Stimuli-responsive Polymers for Pulsatile Release

In this study, stimuli-responsive polymers have been utilized for generating pulsatile drug release systems. Pulse-release is more common in multi-unit systems, in which a programmable lag time between different dose/drug is essential. The lag time varies from hours to months depending on the disease state and drug types. The burst release after a certain lag time in the pulsatile system is commonly achieved by one of these approaches: rupturing (swelling/ osmotic pressure), degradation (hydrolysis/ enzyme), and changed permeability of the coating membrane. In this study, the release time of the implant is controlled by the thickness of the encapsulation layer, which consists of 5 % wt solution of gelatin, 1.5 % wt of sucrose, 1.5 % wt of glycerol, and 0.5 % wt of Poly(vinyl alcohol) (PVA) in DI water, dried at ambient condition for 24 hr. The lag time was controlled by a coating layer on the encapsulation.

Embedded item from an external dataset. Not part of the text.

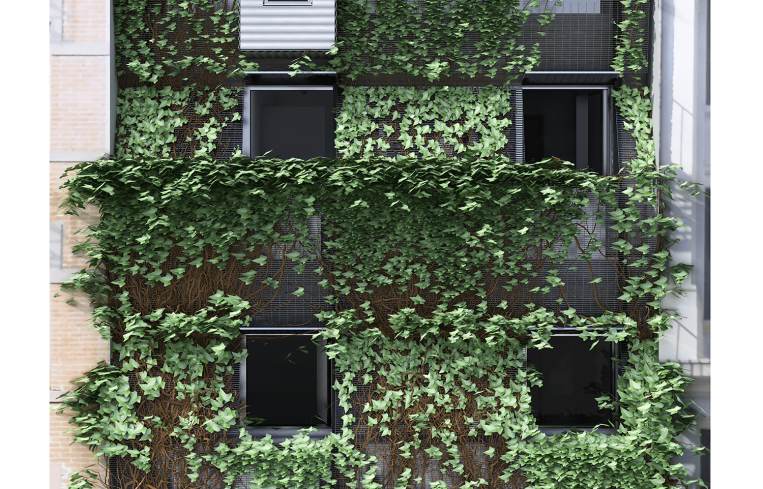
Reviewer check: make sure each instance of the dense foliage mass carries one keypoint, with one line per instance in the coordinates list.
(432, 274)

Samples designed to have 4-6 days lag time, were prepared by soaking the encapsulation in 0.5% glutaraldehyde (GA) aqueous solutions for 10 min to crosslink, and then soaked into a 20 % wt poly(lactic acid)(PLA) in methylene chloride 3 times, 30 sec each. Samples designed to have a 20-40 hr lag time were only soaked in PLA one time for 30 sec. The PLA-coated encapsulant was then put into 5 mL PBS buffer to test the drug release profile. PBS was replaced every 2 hr for samples for hour-range lag time, and 12 hr for day-range lag time. UV-vis spectroscopy was performed to characterize the release behavior.